New research cuts the estimated number of the most distant galaxies by 10 to 100 times.
Over the years, the Hubble Space Telescope has allowed astronomers to look deep into the universe. The long view stirred theories of untold thousands of distant, faint galaxies.
“Our work suggests that there are far fewer faint galaxies than we once previously thought,” says Brian O'Shea, associate professor of physics and astronomy at Michigan State University.
“Earlier estimates placed the number of faint galaxies in the early universe to be hundreds or thousands of times larger than the few bright galaxies that we can actually see with the Hubble Space Telescope. We now think that number could be closer to ten times larger.”
O'Shea and his team used the National Science Foundation’s Blue Waters supercomputer to run simulations to examine the formation of galaxies in the early universe. The team simulated thousands of galaxies at a time, including the galaxies’ interactions through gravity or radiation.
The simulated galaxies were consistent with observed distant galaxies at the bright end of the distribution—in other words, those that have been discovered and confirmed. The simulations didn’t, however, reveal an exponentially growing number of faint galaxies, as has been previously predicted. The number of those at the lower end of the brightness distribution was flat rather than increasing sharply, O'Shea adds.
These simulations will be tested further when the much-anticipated James Webb Space Telescope comes online in late 2018. The improved technology will afford astronomers even more-detailed views of space than the amazing images that the Hubble has produced in recent years.

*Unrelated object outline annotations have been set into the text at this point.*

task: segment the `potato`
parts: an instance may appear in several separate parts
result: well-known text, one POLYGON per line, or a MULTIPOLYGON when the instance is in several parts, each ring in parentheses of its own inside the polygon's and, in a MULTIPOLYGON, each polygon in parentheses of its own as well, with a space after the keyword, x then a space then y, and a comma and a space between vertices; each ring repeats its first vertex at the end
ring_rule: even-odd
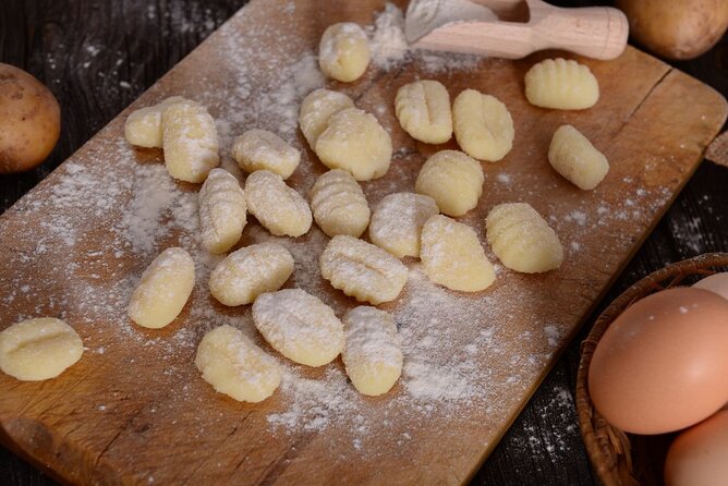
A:
POLYGON ((632 38, 667 59, 693 59, 728 27, 726 0, 617 0, 632 38))
POLYGON ((0 173, 43 162, 61 133, 53 94, 23 70, 0 62, 0 173))

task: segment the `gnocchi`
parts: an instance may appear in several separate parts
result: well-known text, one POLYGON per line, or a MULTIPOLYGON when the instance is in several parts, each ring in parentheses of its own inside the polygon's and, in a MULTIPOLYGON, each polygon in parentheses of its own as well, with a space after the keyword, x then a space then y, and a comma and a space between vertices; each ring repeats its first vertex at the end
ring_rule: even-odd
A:
POLYGON ((341 352, 347 375, 362 394, 376 397, 395 386, 402 374, 402 349, 391 314, 361 305, 343 318, 341 352))
POLYGON ((256 170, 250 174, 245 199, 251 214, 276 236, 301 236, 311 228, 308 203, 276 173, 256 170))
POLYGON ((433 216, 422 227, 421 258, 429 280, 451 290, 477 292, 496 279, 475 231, 447 216, 433 216))
POLYGON ((56 378, 83 352, 76 331, 54 317, 23 320, 0 332, 0 369, 22 381, 56 378))
POLYGON ((546 59, 525 73, 525 97, 537 107, 583 110, 599 100, 599 84, 584 64, 546 59))
POLYGON ((452 104, 458 144, 469 156, 495 162, 513 147, 513 119, 498 98, 465 89, 452 104))
POLYGON ((205 335, 195 365, 216 391, 241 402, 262 402, 280 385, 276 360, 228 325, 205 335))
POLYGON ((321 366, 343 349, 343 325, 318 297, 301 289, 260 294, 253 321, 265 340, 291 361, 321 366))
POLYGON ((318 65, 332 80, 359 80, 369 65, 369 42, 362 27, 353 22, 329 25, 318 46, 318 65))
POLYGON ((215 120, 194 101, 178 102, 162 112, 162 149, 169 174, 203 182, 220 163, 215 120))
POLYGON ((593 190, 609 172, 609 162, 594 145, 571 125, 561 125, 548 147, 548 162, 579 189, 593 190))
POLYGON ((541 274, 563 262, 558 236, 530 204, 499 204, 488 212, 485 227, 493 253, 512 270, 541 274))
POLYGON ((190 254, 167 248, 142 274, 132 293, 129 317, 142 327, 165 327, 182 312, 194 287, 195 264, 190 254))
POLYGON ((238 179, 213 169, 199 190, 199 228, 208 252, 225 253, 238 243, 245 228, 247 204, 238 179))
POLYGON ((407 267, 395 256, 343 234, 329 241, 319 263, 321 276, 331 287, 375 305, 397 299, 408 277, 407 267))
POLYGON ((257 243, 228 255, 209 279, 210 293, 225 305, 250 304, 280 289, 293 274, 291 253, 277 243, 257 243))
POLYGON ((439 214, 437 203, 429 196, 395 193, 385 196, 372 215, 369 240, 398 258, 420 256, 422 226, 439 214))
POLYGON ((483 194, 483 168, 462 151, 441 150, 420 169, 415 192, 432 197, 440 211, 462 216, 477 206, 483 194))
POLYGON ((359 238, 369 224, 369 205, 362 187, 347 171, 335 169, 321 174, 311 190, 314 220, 328 236, 359 238))
POLYGON ((267 130, 248 130, 235 138, 232 157, 245 172, 269 170, 283 179, 291 177, 301 153, 267 130))
POLYGON ((438 81, 415 81, 399 88, 395 112, 402 129, 414 139, 444 144, 452 137, 450 95, 438 81))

The Hubble Space Telescope can see the tip of the iceberg of the most-distant galaxies, says Michael Norman, coauthor of the paper and director of the San Diego Supercomputer Center at the University of California, San Diego.
While the James Webb telescope will improve views of distant galaxies, the telescope has a relatively small field of view. As a result, the observations must take into account cosmic variance—the statistical variation in the number of galaxies from place to place.
That’s what makes these simulations pertinent even as improved technology becomes available, O'Shea says.
“A deeper understanding based on theory may be necessary to correctly interpret what’s being seen, such as high redshift survey results,” he says.
In addition to O'Shea and Norman, the research team also includes John Wise, an assistant professor at the Georgia Institute of Technology, and Hao Xu, a postdoctoral research associate at the University of California, San Diego.
Their work, funded by the National Science Foundation and NASA, appears in the Astrophysical Journal Letters.